Selain itu, ia pun mengkritik politisi Jerman yang tak lagi mengisi jabatan publik dan bekerja untuk perusahaan-perusahaan energi Rusia. "Jerman, sejauh yang saya ketahui, tertawan ke Rusia," ucap Trump.
Trump mendesak NATO untuk melakukan penyelidikan terhadap hal itu. Adapun pipa kilang minyak yang disinggung Trump diyakini mengacu pada jalur pipa Nord Stream 2.
Pipa bawah laut itu akan membentang dari Rusia ke pantai Baltik timur laut Jerman, melewati negara-negara Eropa timur seperti Polandia dan Ukraina. Pipa Nord Stream 2 sekaligus akan menggandakan pasokan gas Rusia ke Jerman. Selain AS, beberapa anggota Uni Eropa lainnya juga telah memperingatkan bahwa jalur pipa tersebut sangat berpotensi memberi Moskow pengaruh yang lebih besar atas Eropa Barat.

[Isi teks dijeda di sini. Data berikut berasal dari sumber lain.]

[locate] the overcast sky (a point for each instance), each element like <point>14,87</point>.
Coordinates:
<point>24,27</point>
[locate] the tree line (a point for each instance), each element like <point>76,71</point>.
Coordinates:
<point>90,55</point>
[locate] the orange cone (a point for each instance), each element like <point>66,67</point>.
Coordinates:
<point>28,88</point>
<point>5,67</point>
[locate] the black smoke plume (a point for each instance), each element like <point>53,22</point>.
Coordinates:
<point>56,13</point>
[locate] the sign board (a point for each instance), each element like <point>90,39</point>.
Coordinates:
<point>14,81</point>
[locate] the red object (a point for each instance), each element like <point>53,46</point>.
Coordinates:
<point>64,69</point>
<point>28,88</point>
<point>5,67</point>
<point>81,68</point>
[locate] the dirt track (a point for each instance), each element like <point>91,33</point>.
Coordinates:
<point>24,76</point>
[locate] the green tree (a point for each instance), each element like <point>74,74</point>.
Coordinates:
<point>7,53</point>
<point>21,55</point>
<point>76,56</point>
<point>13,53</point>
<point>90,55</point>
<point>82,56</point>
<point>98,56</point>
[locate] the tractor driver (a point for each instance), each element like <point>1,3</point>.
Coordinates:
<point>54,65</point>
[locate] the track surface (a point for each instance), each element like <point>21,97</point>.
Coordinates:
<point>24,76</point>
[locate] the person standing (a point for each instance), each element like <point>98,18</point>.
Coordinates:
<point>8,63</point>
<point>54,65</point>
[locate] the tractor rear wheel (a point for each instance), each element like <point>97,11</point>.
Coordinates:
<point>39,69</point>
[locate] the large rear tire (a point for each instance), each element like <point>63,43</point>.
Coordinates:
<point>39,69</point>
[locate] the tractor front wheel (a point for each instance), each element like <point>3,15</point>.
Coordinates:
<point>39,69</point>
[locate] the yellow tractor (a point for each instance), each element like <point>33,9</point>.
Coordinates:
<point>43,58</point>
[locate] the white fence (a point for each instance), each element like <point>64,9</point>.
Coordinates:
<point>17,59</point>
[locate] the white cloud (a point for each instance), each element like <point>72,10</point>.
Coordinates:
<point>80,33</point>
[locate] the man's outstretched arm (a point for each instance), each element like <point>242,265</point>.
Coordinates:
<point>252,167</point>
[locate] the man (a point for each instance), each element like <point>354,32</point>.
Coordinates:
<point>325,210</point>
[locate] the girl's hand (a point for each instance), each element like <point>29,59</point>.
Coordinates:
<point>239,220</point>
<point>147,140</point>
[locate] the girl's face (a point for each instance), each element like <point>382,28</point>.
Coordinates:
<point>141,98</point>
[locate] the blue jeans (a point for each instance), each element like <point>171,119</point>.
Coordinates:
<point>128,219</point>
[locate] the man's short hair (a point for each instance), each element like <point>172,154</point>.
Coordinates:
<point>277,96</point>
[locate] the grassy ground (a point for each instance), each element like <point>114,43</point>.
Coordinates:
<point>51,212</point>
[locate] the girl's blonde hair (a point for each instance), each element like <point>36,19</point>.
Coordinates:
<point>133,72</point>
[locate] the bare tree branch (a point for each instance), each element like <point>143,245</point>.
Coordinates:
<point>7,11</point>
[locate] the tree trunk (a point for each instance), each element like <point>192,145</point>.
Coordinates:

Sementara itu, Sekretaris Jenderal NATO Jens Stoltenberg menganggap tak ada yang salah dengan kerja sama energi antara Jerman dan Rusia. "Bahkan selama Perang Dingin, sekutu NATO melakukan perdagangan dengan Rusia," ujarnya.
Pada KTT NATO, Trump akan mengadakan pertemuan dengan Kanselir Jerman Angela Merkel. Dalam kesempatan tersebut, Merkel diperkirakan akan menanggapi keluhan dan protes Trump terkait kerja sama negaranya dengan Rusia di bidang energi.

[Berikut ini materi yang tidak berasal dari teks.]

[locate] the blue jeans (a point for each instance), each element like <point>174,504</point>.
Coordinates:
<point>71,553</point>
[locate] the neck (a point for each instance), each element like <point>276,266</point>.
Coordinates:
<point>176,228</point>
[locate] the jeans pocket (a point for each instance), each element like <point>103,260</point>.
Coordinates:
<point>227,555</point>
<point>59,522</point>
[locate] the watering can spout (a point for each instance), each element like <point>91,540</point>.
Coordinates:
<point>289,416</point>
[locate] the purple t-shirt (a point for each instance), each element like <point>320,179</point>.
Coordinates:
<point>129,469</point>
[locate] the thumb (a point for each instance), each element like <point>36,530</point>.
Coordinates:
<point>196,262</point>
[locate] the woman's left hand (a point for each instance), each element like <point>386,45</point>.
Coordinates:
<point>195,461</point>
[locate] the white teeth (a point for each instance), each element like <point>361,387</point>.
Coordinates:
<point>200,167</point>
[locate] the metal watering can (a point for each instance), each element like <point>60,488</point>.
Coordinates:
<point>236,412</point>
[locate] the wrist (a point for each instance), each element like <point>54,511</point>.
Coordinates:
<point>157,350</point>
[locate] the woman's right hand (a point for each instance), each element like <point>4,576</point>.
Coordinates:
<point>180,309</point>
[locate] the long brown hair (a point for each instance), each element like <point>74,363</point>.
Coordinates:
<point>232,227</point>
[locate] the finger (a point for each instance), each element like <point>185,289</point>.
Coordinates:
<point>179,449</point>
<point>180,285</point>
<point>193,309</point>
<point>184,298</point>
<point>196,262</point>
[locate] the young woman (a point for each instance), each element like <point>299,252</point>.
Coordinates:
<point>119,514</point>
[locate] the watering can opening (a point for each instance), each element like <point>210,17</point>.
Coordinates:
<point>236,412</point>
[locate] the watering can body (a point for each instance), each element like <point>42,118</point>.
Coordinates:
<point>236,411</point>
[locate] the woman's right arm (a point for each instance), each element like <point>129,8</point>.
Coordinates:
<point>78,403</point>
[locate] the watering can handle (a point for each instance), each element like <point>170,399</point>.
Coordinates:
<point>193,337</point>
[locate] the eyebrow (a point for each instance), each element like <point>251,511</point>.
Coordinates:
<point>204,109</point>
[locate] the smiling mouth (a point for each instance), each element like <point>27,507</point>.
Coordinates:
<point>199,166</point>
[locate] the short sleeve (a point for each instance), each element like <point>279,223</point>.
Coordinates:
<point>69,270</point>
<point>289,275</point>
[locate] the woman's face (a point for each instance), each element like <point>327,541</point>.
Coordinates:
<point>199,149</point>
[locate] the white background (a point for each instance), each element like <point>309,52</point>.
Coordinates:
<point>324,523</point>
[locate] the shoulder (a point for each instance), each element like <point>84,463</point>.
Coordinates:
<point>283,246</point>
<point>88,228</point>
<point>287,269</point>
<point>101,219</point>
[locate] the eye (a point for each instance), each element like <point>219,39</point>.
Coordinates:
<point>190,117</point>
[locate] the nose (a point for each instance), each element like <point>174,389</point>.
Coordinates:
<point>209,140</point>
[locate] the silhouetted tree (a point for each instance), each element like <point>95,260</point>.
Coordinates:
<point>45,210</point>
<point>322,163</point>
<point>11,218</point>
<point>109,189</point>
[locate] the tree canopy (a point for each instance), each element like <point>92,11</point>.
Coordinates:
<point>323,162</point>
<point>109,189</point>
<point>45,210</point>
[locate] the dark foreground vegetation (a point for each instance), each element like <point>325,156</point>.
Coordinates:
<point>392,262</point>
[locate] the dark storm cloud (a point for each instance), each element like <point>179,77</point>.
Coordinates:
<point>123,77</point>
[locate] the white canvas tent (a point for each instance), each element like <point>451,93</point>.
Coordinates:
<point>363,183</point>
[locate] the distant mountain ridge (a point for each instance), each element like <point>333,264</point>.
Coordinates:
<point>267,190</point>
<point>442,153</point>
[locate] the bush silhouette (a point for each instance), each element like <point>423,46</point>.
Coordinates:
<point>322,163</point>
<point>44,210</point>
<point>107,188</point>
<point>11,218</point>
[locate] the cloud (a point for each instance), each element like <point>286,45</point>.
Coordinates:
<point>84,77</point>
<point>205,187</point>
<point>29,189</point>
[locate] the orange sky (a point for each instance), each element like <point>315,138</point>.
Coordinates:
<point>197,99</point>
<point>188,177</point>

Protes terbuka yang dilayangkan Trump terhadap Jerman dan Rusia cukup mengejutkan banyak pihak. Sebab, Trump telah dijadwalkan bertemu Presiden Rusia Vladimir Putin di Helsinki, Finlandia, pada 16 Juli mendatang.
Pertemuan itu diselenggarakan guna membahas sejumlah isu, antara lain krisis Suriah, denuklirisasi Semenanjung Korea, dan dugaan keterlibatan Rusia dalam pilpres AS pada 2016. Di sisi lain, pertemuan kedua tokoh tersebut dinilai penting untuk memperbaiki hubungan kedua negara.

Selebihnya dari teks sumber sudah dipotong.